Sarnians has been blitzed in recent weeks by telemarketing scammers who hide their real identity by displaying the fake telephone numbers of neighbours, local businesses – sometimes even the number of the receiver.

According to the Canadian Anti-Fraud Centre it’s a twist on the classic phone phishing scam and it’s “rampant” right now.

One city man, for example, returned from a March 13 walk to find a message on his landline from an “unknown caller.” A recording urged the man, who asked for anonymity, to verify his credit card number under the guise of lowering his interest rate.

Strangely, he said, the answering machine indicated the call originated from his own phone.

“I called it, and of course got a busy signal,” he said.

Alarmed someone could use his number for illegal purposes – not to mention untold long distance charges – he contacted Bell Canada.

A representative told him software exists that allows a caller to display the telephone number of the person being called, he said.

It’s known as Caller ID spoofing, and it’s used to trick potential victims into picking up the phone, according to the Canadian Anti-Fraud Centre.

“Every crooked telemarketer fell in love with it from day one,” said spokesman Daniel Williams, adding the decade-old technology was recently updated and refined.

“Usually, hiding your number means you’re up to no good.”

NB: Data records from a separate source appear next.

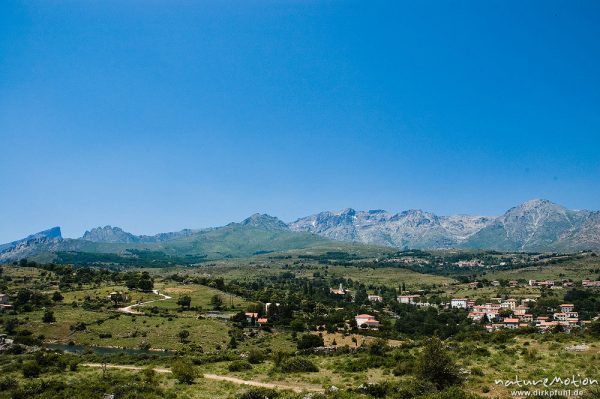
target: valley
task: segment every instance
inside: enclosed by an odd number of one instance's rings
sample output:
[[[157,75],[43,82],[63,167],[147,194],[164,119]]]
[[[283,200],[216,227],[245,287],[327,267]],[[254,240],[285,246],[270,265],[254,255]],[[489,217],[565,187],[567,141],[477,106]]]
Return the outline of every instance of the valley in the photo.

Many people reject unfamiliar or long distance calls, so the falsified local number gets you to answer, Williams said.

The technology does not, however, allow telemarketers to take control of your number, or charge long distance calls to it.

The software program can be set to mimic the first six digits of a phone number, then randomly select the last four until every number in the area code has been dialed, Williams said.

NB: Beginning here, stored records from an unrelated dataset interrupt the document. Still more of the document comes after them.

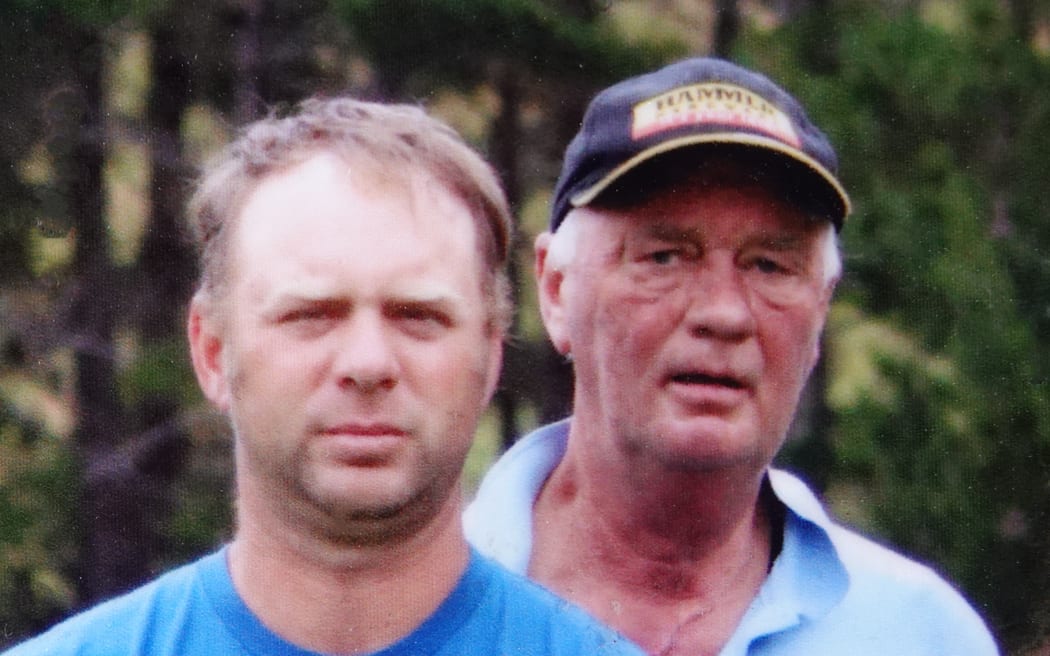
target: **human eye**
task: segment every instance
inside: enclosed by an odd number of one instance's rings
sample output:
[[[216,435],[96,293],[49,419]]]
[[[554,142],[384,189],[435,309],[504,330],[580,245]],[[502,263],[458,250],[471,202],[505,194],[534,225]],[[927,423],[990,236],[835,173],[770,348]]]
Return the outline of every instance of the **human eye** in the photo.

“Once in a while it’s going to be your number. Once in a while it’s going to be your neighbour’s number, or the hospital.”

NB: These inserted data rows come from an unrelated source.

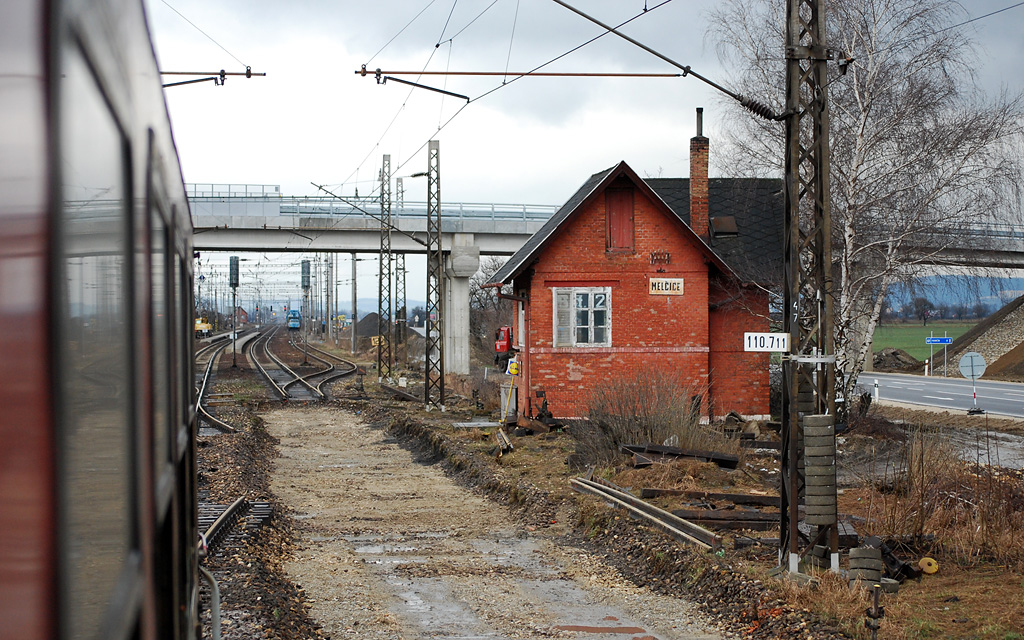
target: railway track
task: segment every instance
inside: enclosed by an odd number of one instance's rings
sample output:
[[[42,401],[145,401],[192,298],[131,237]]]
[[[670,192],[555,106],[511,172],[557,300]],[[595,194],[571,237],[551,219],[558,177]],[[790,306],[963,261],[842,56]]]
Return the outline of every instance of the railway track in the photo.
[[[207,556],[224,555],[225,550],[237,548],[242,541],[270,520],[273,507],[269,502],[250,502],[238,498],[228,505],[201,502],[199,529],[203,532],[203,547]]]
[[[355,373],[356,365],[322,349],[307,345],[307,356],[323,365],[319,371],[300,374],[271,348],[280,327],[275,326],[248,344],[249,360],[282,400],[317,401],[327,397],[330,383]],[[289,341],[290,346],[297,346]],[[312,350],[313,353],[308,353]],[[336,362],[332,362],[334,360]]]
[[[203,422],[211,428],[224,433],[234,433],[237,429],[210,413],[205,404],[205,398],[207,396],[207,387],[210,384],[210,379],[213,377],[213,364],[217,361],[217,356],[220,355],[229,344],[231,344],[230,338],[221,336],[196,351],[195,355],[197,371],[196,410],[199,412],[199,416]]]
[[[199,530],[203,533],[198,543],[199,557],[204,561],[211,556],[220,559],[242,550],[271,515],[273,507],[269,502],[250,502],[245,498],[229,505],[200,502]],[[199,570],[210,585],[210,631],[217,639],[221,637],[220,588],[206,567],[200,566]]]
[[[298,345],[294,342],[290,342],[290,344],[292,347],[298,349]],[[331,383],[356,372],[357,367],[354,362],[340,358],[333,353],[324,351],[323,349],[319,349],[310,344],[307,344],[305,348],[307,349],[307,355],[309,357],[325,366],[321,371],[304,376],[305,381],[308,384],[315,386],[324,397],[327,396]],[[312,351],[313,353],[308,353],[309,351]]]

If your caller ID ever shows an incoming call from own number, he added, “Your spidey senses should be tingling like all get out.”


* Don’t trust caller ID:

“Never believe it’s the local police calling just because it says it’s the local police … you can never tell when it’s a spoof.”

* Hang up: Don’t press any buttons, and if you get a voice mail message, don’t call back.

“Scammers always think, once I get my foot in the door, what I’m selling will sell itself.”

* Never give out financial information:

Unless you made the call yourself, and have verified the person on the other end, never provide credit card, bank or social insurance numbers over the phone.